Hmm, on the last step to root, I could manipulate the value and got a reverse shell. But cannot escalate the priv. Is this only me?

edit: rooted. Thanks @Al3xCh3n for nudge!
Guys, don’t be lazy like me. you’ll have a lot of useless connection backs with h***** priv lol

chiefgreek · April 14, 2020, 8:06pm

Hi, I’ve got shell as i*** but am trying to I-C as H but I only managed to get one password using s***** for M****** this doesn’t work as a cred for H. Seen others found two using s***** . I can’t decrypt the hashes either.

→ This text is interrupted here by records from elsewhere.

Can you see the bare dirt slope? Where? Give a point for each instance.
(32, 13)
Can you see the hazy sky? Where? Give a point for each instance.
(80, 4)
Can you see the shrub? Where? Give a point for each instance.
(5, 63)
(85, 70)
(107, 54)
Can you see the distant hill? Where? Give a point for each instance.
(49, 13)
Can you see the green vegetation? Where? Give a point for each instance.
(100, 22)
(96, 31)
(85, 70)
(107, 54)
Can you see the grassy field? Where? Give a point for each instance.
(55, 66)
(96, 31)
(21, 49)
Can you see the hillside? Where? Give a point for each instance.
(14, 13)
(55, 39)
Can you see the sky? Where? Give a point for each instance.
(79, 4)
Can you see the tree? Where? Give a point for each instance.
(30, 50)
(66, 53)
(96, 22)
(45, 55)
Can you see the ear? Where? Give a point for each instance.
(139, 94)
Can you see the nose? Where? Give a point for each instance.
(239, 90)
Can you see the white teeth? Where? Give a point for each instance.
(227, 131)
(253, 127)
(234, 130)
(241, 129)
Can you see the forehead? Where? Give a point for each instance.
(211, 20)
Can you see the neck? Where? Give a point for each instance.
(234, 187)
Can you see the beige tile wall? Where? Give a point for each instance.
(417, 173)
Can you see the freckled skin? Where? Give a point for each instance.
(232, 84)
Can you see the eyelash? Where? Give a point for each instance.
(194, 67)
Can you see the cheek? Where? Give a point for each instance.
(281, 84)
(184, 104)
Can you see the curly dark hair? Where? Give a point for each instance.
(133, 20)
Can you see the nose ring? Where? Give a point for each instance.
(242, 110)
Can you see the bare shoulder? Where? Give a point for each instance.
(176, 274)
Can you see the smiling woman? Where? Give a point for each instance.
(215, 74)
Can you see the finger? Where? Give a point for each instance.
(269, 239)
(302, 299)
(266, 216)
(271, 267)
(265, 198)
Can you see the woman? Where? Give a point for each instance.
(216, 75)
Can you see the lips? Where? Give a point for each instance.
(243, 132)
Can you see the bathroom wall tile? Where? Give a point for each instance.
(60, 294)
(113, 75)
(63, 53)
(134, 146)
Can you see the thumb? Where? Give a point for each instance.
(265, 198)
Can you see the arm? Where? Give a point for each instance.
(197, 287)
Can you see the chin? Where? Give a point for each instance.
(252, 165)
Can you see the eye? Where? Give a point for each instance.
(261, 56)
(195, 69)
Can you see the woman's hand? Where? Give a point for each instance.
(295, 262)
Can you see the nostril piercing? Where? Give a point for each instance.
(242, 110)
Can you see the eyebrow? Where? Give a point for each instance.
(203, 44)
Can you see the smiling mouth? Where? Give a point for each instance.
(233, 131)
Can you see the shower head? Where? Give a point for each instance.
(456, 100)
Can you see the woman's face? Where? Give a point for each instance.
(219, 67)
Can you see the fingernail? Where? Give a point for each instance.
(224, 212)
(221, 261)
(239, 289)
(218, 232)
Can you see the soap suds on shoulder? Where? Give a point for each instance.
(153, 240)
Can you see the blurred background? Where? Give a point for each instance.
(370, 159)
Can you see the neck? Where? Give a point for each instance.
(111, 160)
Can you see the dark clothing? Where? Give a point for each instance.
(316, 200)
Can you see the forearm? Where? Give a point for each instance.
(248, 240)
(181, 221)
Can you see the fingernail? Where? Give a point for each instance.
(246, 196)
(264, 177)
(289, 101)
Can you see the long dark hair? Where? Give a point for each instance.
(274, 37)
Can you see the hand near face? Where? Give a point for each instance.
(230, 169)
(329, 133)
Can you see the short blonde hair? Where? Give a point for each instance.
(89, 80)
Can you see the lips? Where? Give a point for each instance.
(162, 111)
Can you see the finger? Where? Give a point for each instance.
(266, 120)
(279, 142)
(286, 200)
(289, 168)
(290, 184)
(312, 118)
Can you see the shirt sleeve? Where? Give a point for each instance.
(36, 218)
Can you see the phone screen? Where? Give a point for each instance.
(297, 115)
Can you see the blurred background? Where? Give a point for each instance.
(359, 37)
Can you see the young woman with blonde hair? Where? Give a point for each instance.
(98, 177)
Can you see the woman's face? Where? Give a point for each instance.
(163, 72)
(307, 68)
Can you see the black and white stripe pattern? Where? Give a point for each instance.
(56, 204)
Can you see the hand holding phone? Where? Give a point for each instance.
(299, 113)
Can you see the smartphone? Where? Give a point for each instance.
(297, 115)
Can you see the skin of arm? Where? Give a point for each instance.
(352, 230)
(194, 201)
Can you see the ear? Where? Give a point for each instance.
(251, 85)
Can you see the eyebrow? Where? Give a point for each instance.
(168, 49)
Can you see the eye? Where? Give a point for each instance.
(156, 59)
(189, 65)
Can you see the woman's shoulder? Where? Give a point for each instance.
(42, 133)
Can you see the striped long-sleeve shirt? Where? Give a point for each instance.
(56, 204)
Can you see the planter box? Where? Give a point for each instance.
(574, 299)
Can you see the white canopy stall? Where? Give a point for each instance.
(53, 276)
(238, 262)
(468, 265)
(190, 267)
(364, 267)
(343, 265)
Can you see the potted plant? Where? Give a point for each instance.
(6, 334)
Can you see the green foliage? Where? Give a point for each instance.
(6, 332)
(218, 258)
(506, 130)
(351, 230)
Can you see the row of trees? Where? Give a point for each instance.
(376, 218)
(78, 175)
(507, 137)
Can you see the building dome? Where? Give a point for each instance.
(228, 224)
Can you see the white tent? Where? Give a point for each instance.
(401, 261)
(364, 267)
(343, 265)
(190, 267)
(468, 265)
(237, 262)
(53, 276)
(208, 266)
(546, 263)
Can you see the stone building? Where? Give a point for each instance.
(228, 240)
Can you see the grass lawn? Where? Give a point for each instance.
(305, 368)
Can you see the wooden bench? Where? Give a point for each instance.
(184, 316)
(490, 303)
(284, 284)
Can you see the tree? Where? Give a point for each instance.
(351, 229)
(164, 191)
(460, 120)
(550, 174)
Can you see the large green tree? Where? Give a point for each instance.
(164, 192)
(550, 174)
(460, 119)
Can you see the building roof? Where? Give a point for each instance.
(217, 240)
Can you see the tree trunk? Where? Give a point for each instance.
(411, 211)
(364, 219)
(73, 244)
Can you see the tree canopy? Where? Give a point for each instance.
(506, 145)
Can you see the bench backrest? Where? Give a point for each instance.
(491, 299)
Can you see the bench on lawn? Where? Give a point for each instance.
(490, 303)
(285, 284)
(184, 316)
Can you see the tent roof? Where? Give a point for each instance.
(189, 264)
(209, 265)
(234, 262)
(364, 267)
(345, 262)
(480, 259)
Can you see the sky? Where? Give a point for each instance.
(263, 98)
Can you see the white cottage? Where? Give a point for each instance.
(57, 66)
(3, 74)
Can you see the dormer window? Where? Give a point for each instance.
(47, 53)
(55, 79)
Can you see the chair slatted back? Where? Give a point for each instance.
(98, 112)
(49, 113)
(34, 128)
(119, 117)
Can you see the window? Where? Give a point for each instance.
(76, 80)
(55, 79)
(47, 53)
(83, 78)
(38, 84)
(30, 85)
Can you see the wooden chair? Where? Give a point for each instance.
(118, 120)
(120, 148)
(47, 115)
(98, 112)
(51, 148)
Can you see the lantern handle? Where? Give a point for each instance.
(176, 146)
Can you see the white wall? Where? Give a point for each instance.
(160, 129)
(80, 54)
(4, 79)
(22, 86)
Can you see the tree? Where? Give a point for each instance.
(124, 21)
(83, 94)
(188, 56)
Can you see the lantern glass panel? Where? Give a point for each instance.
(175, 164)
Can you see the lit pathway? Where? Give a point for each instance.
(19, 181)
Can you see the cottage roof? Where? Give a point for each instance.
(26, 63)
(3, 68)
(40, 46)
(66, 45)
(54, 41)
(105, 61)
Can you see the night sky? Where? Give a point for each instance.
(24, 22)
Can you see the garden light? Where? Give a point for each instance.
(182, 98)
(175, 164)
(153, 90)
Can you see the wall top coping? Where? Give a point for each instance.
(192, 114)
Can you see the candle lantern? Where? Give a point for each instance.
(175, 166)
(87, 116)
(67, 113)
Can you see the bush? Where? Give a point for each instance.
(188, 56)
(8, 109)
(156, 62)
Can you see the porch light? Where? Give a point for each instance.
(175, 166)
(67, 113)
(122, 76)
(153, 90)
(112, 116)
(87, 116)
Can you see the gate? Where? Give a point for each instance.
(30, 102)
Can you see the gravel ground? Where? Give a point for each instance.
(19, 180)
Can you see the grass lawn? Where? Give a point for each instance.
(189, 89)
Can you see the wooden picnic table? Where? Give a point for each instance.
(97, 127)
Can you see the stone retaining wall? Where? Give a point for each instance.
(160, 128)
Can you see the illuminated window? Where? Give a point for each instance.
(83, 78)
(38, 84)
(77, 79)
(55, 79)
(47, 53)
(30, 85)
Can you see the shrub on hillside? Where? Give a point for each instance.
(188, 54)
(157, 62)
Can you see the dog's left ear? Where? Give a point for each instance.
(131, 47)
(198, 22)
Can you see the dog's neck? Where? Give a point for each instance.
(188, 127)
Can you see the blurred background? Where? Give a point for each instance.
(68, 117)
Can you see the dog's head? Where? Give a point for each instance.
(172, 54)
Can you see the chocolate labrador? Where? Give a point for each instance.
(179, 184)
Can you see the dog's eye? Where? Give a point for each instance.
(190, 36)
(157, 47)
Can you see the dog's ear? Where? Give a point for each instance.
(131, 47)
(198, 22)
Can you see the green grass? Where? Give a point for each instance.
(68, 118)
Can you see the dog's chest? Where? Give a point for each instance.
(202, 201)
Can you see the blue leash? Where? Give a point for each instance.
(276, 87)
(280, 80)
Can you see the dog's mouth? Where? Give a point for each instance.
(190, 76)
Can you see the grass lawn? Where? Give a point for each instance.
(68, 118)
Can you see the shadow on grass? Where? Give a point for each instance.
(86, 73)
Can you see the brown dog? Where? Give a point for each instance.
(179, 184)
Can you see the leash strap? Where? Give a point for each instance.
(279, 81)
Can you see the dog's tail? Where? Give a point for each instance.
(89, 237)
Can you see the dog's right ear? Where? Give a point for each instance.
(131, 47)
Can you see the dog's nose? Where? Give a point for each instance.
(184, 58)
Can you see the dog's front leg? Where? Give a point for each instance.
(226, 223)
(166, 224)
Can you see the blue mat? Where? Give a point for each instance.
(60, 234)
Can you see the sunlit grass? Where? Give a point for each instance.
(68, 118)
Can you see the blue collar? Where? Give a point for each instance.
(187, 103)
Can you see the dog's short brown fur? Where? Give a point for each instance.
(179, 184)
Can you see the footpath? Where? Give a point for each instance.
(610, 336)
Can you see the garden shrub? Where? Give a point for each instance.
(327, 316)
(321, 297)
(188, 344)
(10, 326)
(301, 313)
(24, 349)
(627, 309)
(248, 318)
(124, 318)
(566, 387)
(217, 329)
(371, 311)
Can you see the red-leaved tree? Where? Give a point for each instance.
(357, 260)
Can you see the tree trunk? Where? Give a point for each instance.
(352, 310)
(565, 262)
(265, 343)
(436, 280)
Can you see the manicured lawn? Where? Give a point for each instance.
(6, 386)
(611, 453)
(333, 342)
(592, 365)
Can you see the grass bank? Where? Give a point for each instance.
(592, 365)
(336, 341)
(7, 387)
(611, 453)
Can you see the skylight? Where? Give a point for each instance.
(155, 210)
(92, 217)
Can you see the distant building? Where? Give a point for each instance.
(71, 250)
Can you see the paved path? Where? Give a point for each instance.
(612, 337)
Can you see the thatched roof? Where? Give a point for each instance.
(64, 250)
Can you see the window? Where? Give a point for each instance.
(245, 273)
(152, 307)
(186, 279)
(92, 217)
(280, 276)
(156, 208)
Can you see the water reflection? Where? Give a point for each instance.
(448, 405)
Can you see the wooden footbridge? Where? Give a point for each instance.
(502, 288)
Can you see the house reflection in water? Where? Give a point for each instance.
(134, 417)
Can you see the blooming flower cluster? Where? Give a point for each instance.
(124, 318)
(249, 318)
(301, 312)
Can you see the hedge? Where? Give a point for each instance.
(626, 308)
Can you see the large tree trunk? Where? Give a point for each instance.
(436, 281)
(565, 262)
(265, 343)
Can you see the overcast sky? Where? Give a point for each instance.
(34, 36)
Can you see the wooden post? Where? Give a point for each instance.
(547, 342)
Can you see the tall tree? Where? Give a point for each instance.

Edit - got it with hashcat …always find john doesn’t work

nebulousanchor · April 14, 2020, 9:53pm

Rooted. Wow pain in the ■■■■ finding the right piece at the end.

BluePhish · April 16, 2020, 4:45pm

PS C:> whoami
nt authority\system
PS C:> hostname
Fidelity

Rooted the box after what seemed like an age.

User: After you enumeration its pretty straight foreword stuff.

Root: Massive pain and i think i got lucky with the route i picked. Didn’t need the code signing way…just mixed and match old and new! Shell is quick to die so type fast or just smash and grab!

paddanada · April 17, 2020, 4:41pm

Hi, friends.

I got the user flag a couple of days ago, but have been stumped on how to approach root since then.

Enumeration has proved tricky, because as a user (H), I don’t seem to have permission to do an awful lot. I found the previous commands hinted at in this thread, and I think I understand what access I have over a certain hive, but not sure what to do with it yet. I thought I’d found a service to poke at, but it seems I can only start it (not stop, or restart) so it looks like another dead-end.

Any links to articles to read up on, or breadcrumbs to follow would much appreciated!

pwnshell · April 17, 2020, 6:56pm

Hey, I got initial foothold and got some passwords using S**i. Create a powershell script to get reverse shell as other users, not getting reverse.

Can someone give me a nudge on user…!!